Maria tidak berkata sepatah katapun, tidak menceritakan apa-apa, ia membawa kabar baiknya tanpa berkata. Dan tidak perlu ia berkata, pribadinya yang berbicara, martabatnya yang berkata “Kunjunganmu kepada Elisabet termasuk pesta yang paling menarik, ya ibu dan itu terlebih suatu pesta Tuhan, sebab Dialah yang bertindak dalam dirimu, dan melalui dirimu, engkau mewartakan kabar gembira, engkau memberitakan injil dan engkau menguduskan, tidak dengan kata-kata, tetapi dengan membawa Yesus dalam keheningan kepada Elisabet dan Yohanes”. tulis Charles de Foucauld (1858-1916)
Elisabet tidak langsung mengerti bahasa Maria yang tanpa kata itu, hanya melalui anaknya ia menjadi sadar akan kehormatan besar yang diterimanya “Siapakah aku ini, sampai ibu Tuhanku datang mengunjungi aku ?” (Luk 1 : 43) dengan penuh Roh Kudus ia bernubuat. Para nabi sering menyampaikan berita yang arti dan pengaruhnya jauh mengatasi daya tangkap mereka sendiri. Elisabet menyebut Maria “Ibu Tuhanku”, agaknya ia tidak memahami jelas pribadi Ilahi Al-Masih, namun ia memberi-Nya juga gelar “Kyrios, Tuhan”, gelar yang sesudah itu langsung ia pergunakan lagi bagi Allah. “Berbahagialah ia, yang telah percaya, sebab apa yang dikatakan kepadanya dari Tuhan akan terlaksana”.(Luk 1 : 45). Elisabet tidak menyadari penuh arti mendalam dari kata-kata itu, namun karena ia penuh dengan Roh Kudus, ia mendahului pernyataan resmi dari Konsili di Efesus (431), bahwa Maria harus disebut “Theotokos” artinya “Bunda Allah”.
Secara tak terduga perjumpaan mereka amat diperdalam berkat harta yang mereka bawa dalam rahimnya.

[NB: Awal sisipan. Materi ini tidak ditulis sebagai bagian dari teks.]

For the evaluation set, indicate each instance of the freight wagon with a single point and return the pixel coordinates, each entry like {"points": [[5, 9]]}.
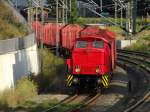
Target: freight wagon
{"points": [[92, 53]]}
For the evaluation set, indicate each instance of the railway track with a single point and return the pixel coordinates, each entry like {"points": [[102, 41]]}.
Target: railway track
{"points": [[84, 100], [141, 61], [125, 58]]}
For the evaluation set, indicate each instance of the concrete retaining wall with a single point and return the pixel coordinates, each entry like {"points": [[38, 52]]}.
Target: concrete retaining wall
{"points": [[124, 43], [18, 58]]}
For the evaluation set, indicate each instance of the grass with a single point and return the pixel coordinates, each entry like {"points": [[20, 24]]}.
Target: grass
{"points": [[46, 105], [24, 90], [143, 42], [9, 26], [51, 66]]}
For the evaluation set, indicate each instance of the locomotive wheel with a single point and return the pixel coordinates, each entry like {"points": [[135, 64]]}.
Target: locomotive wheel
{"points": [[73, 90]]}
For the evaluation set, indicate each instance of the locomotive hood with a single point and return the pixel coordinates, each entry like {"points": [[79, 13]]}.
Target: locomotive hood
{"points": [[88, 60]]}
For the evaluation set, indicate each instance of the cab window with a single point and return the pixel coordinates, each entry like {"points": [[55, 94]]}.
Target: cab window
{"points": [[81, 44], [98, 44]]}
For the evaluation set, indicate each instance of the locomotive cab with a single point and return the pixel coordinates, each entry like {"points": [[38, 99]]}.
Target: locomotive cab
{"points": [[90, 61]]}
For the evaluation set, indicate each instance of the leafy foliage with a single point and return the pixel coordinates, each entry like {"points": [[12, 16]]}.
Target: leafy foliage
{"points": [[9, 26], [74, 12], [51, 66], [25, 89]]}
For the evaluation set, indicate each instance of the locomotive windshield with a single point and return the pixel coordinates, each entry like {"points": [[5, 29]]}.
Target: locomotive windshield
{"points": [[98, 44], [81, 44]]}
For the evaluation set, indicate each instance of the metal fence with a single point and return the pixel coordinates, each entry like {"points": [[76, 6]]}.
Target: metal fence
{"points": [[16, 44]]}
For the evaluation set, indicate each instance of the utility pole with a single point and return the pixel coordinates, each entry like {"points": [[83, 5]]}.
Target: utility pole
{"points": [[57, 49], [63, 11], [66, 11], [132, 7], [121, 16], [101, 5], [115, 12], [42, 21], [134, 14], [29, 12]]}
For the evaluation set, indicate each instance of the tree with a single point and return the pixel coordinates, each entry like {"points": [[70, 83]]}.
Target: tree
{"points": [[74, 12]]}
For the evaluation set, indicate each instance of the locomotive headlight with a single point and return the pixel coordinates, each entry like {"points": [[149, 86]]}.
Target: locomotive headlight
{"points": [[97, 70], [77, 69], [75, 80]]}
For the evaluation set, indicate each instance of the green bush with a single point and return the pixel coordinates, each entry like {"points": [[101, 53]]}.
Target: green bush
{"points": [[51, 66], [24, 90], [9, 25]]}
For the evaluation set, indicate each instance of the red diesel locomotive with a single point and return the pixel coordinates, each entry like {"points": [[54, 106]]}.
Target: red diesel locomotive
{"points": [[93, 59]]}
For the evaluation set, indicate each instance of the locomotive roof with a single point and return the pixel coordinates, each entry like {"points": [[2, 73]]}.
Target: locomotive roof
{"points": [[95, 33]]}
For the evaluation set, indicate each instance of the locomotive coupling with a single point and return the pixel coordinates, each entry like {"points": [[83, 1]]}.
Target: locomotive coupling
{"points": [[105, 81]]}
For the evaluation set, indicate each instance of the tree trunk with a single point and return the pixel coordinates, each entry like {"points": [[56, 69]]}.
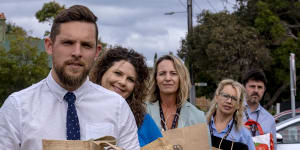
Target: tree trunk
{"points": [[277, 94]]}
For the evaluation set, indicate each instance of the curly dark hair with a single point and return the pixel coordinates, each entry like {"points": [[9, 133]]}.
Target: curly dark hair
{"points": [[136, 98]]}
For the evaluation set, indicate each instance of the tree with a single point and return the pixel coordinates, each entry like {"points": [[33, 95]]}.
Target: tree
{"points": [[48, 13], [22, 64], [223, 48], [278, 22]]}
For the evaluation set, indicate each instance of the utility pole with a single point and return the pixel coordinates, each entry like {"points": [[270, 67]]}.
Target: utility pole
{"points": [[190, 32], [293, 83]]}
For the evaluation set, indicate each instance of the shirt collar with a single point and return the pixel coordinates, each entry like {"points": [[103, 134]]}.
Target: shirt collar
{"points": [[256, 110], [59, 92], [214, 127]]}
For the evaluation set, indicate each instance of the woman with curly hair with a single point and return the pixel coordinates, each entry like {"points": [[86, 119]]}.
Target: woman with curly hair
{"points": [[125, 72], [225, 117]]}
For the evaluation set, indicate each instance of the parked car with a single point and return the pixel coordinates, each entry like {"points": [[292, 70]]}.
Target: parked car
{"points": [[288, 134], [285, 115]]}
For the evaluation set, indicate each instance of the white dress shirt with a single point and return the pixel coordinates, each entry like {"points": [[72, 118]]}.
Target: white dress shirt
{"points": [[39, 112]]}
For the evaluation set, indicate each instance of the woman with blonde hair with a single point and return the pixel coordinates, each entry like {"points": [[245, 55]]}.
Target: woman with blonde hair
{"points": [[225, 117], [169, 90]]}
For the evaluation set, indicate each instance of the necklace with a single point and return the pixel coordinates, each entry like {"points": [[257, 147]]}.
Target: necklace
{"points": [[163, 120]]}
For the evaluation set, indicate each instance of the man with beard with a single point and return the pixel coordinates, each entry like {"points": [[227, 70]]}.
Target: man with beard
{"points": [[66, 105], [255, 83]]}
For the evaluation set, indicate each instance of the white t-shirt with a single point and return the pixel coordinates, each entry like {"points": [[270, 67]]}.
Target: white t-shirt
{"points": [[39, 112]]}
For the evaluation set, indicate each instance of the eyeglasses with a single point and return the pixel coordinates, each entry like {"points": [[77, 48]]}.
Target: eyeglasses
{"points": [[227, 96]]}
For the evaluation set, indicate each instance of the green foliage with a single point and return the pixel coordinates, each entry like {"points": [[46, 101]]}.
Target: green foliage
{"points": [[22, 65], [49, 12], [267, 22], [223, 48]]}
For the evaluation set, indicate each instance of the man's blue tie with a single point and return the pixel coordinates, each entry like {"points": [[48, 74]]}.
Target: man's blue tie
{"points": [[73, 128]]}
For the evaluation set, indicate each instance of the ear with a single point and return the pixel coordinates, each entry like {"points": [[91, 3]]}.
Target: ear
{"points": [[48, 46], [98, 50]]}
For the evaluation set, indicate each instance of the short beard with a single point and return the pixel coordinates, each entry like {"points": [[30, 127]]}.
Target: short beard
{"points": [[70, 81]]}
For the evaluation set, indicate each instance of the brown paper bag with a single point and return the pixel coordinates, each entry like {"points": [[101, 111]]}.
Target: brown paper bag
{"points": [[158, 144], [189, 138], [98, 144]]}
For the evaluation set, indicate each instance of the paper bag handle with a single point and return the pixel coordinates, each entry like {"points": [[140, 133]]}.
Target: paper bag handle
{"points": [[252, 122]]}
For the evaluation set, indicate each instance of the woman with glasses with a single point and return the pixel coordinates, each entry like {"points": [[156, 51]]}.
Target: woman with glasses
{"points": [[225, 118], [169, 91], [125, 72]]}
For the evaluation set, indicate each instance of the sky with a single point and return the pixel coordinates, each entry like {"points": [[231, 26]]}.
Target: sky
{"points": [[137, 24]]}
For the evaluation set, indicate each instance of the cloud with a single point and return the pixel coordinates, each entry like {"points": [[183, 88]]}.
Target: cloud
{"points": [[137, 24]]}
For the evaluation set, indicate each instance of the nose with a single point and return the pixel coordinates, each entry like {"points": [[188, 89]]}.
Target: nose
{"points": [[76, 50], [255, 89], [229, 100], [168, 77], [122, 81]]}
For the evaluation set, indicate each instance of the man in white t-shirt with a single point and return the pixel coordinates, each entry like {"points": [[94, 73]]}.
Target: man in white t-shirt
{"points": [[66, 105]]}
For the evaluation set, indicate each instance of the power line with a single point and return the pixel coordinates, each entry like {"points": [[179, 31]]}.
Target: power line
{"points": [[196, 3], [184, 6], [211, 5]]}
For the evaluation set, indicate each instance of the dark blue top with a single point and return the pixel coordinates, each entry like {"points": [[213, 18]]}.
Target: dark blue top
{"points": [[148, 131]]}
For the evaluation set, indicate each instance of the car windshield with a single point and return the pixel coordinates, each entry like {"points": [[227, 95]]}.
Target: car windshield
{"points": [[291, 134]]}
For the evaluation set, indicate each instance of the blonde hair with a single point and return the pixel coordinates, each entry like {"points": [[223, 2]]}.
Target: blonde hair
{"points": [[241, 95], [184, 81]]}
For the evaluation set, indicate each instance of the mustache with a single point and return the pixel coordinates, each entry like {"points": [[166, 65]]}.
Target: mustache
{"points": [[76, 61], [255, 94]]}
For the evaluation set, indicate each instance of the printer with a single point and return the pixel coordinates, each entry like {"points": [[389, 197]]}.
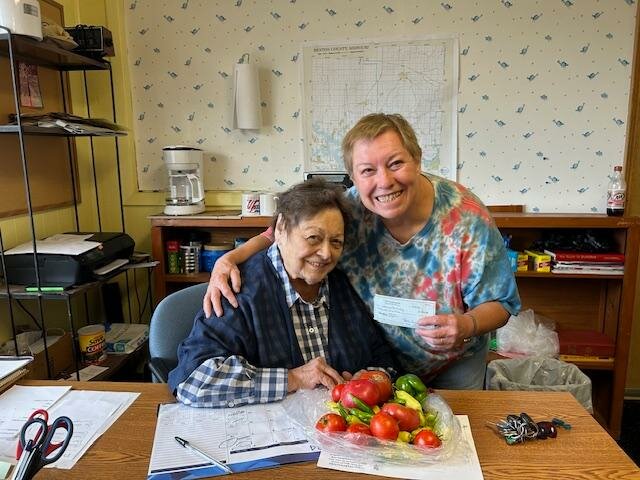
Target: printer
{"points": [[68, 258]]}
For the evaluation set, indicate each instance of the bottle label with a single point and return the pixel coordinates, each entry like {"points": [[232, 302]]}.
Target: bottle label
{"points": [[615, 199]]}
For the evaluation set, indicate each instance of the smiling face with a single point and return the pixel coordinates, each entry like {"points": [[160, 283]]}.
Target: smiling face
{"points": [[311, 249], [387, 177]]}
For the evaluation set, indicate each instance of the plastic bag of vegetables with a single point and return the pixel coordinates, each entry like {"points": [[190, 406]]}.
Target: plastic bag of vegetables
{"points": [[368, 416]]}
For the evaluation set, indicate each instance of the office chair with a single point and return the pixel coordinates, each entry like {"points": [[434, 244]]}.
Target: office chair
{"points": [[170, 324]]}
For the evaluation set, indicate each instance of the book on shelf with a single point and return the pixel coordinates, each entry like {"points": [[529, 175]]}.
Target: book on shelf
{"points": [[569, 256], [588, 343]]}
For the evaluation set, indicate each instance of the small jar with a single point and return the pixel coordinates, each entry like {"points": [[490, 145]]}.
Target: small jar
{"points": [[211, 254], [190, 257]]}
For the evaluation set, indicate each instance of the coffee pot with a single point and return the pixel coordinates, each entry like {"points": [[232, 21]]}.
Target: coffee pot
{"points": [[185, 193]]}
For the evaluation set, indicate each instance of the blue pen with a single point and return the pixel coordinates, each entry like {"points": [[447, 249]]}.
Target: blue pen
{"points": [[207, 457]]}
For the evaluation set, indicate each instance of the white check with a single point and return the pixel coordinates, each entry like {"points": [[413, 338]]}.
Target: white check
{"points": [[403, 312]]}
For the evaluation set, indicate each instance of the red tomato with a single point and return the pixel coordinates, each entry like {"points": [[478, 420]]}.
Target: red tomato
{"points": [[336, 393], [331, 422], [384, 426], [359, 428], [365, 390], [427, 439], [382, 381], [406, 417]]}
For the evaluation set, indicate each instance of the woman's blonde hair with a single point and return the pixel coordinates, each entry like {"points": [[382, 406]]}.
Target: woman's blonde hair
{"points": [[375, 124]]}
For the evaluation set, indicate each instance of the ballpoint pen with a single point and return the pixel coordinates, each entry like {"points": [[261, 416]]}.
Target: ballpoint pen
{"points": [[207, 457]]}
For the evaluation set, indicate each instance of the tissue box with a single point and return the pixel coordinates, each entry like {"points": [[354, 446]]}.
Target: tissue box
{"points": [[538, 261]]}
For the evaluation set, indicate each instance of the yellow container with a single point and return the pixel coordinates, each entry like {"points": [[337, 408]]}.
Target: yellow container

Jika dua orang bertemu secara mendalam, itu disebabkan bukan karena pikiran dan perkataan mereka, apalagi karena keinginan mereka, melainkan karena hati orang yang satu menyentuh hati orang lain : “Abyssus abyssum invocat, artinya jurang yang satu memanggil jurang yang lain” (Mzm 42:8).
Saling membangkitkan
Dalam kunjungan Maria kepada Elisabet, persahabatan mencapai puncaknya. Maria membagikan Roh Kudus dalam diri Maria, sampai saat itu Maria berdiam diri, tidak membuka mulutnya, maka tibalah saatnya ia melagukan madah pujiannya, ia harus menunggu saat seseorang lain membuka sumber yang tersembunyi di dalamnya sejak saat pertama ia menjadi ibu Allah, namun orang lain harus menyapanya dengan gelar itu, baru kenyataan yang tak terduga itu masuk seluruhnya ke dalam hatinya. Maria bersorak sorai, ia tidak merahasiakan “perbuatan besar” yang terjadi padanya, ia menyadari bahwa Tuhanlah yang mengerjakan ini dan bahwa hanya Nama Tuhan yang kudus. Dirinya ia hanya melihat sebagai buah hasil kerahiman Tuhan, ia tidak perlu merasa dirinya hina untuk memuji Tuhan. Keagungan Allah menjadi nyata dalam panggilan Maria yang luhur ini. Ia berani mengucapkan kata yang belum pernah terdengar “Mulai dari sekarang, segala keturunan akan menyebut aku berbahagia” (Luk 1 : 48). Mengapa sebagian besar umat Kristen takut memuji Maria ? Oleh karena Maria dipenuhi oleh Roh Kudus, maka Maria sendiri juga menubuatkan, bahwa segala bangsa akan memuliakannya, panggilan Maria itu bersatu dengan panggilan Anaknya, maka panggilan itu juga bagi seluruh dunia, dan harus diakui oleh seluruh dunia.